Now we dig into the details. For brevity, we drop the index $i$ from all expressions. Fix $v \in S^2$, and we show first that $g_v$ is continuous. The compact set $A$ is bounded in $\mathbb R^3$, so it is contained in a ball $B$ centered at $0\in \mathbb R^3$. Let $r$ be the radius of $B$. Let $C_v$ be the solid cylinder which is parallel to $v$ and tangent to $B$. Then $A$ is contained in $C_v$.
Let $\epsilon$ be a positive number. Choose a positive number $\delta$ less than $m(A)\epsilon / \pi r^2$. If two real numbers $t_1$ and $t_2$ satisfy $t_1 \le t_2$ and $t_2 -t_1 < \delta$, then we have
$$ g_v(t_2) -g_v(t_1) = m((H^v_{t_2} - H^v_{t_1}) \cap C_v \cap A) / m(A) \le \pi r^2 \delta / m(A) < \epsilon. $$
This shows that $g_v$ is uniformly continuous.
$A$ is compact, so if we choose a very large positive number $t$, then $g_v(-t)=0$ and $g_v(t)=1$. By the monotonicity and continuity of $g_v$, the set $g_v^{-1}(1/2)$ is closed, bounded, connected subset of $\mathbb R$: a closed interval.
Now we show that $f$ is continuous. Let $\theta$ be a real number between $0$ and $\pi/2$. Let $v=(v_1,\,v_2,\,v_3)$ and $w=(w_1,\,w_2,\,w_3)$ be elements of $S^2$ which satisfy $\cos ^{-1} (v\cdot w) = \theta$. We prove that
$$ f(v) \cos \theta - r \sin \theta \le f(w) \le f(v) \cos \theta + r \sin \theta, $$
which implies that if $w \to v$, then $f(w) \to f(v)$. Note that if $w$ tends to $v$, then $\theta$ tends to $0^+$.
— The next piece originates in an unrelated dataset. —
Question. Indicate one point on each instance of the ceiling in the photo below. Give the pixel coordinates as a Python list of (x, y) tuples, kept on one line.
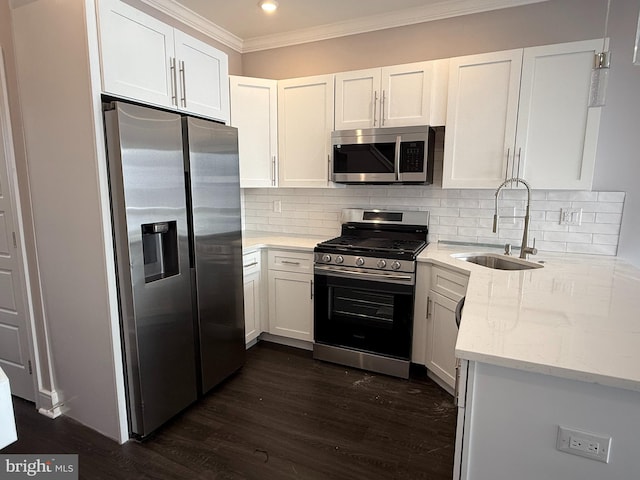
[(243, 26)]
We need to show the only case when $v$ is $(0,\,0,\,1)$. What is left is done by isometry of $\mathbb R^3$. Anyway in this case, $w_3 = \cos \theta$ and $\sin \theta = \sqrt{w_1^2 + w_2^2}$. Denote by $x=(x_1,\,x_2,\,x_3)$ an arbitrary point in $\mathbb R^3$. We have to show, in the cylindrical domain $x_1^2 + x_2^2 \le r^2$, that the plane $x_3 = f(v)$ lies between the planes $P^+_w$ and $P^-_w$, where
$$ P^\pm_w : \, w_1 x_1 + w_2 x_2 + w_3 x_3 = f(v) \cos \theta \pm r \sin \theta. $$
By the Cauchy-Schwarz inequality we have
$$ | w_1 x_1 + w_2 x_2 | \le \sqrt{w_1^2 + w_2^2}\sqrt{x_1^2 + x_2^2} \le r \sin \theta. $$
So the equation for $P^+_w$ implies $w_3 x_3 \ge f(v) \cos \theta$. $P^-_w$ implies the direction of inequality inverted. But by the range of $\theta$, the number $w_3 = \cos \theta$ is positive, therefore the desired result.
The continuity of $\hat f$ comes from the equation $f(-v) = -\hat f(v)$.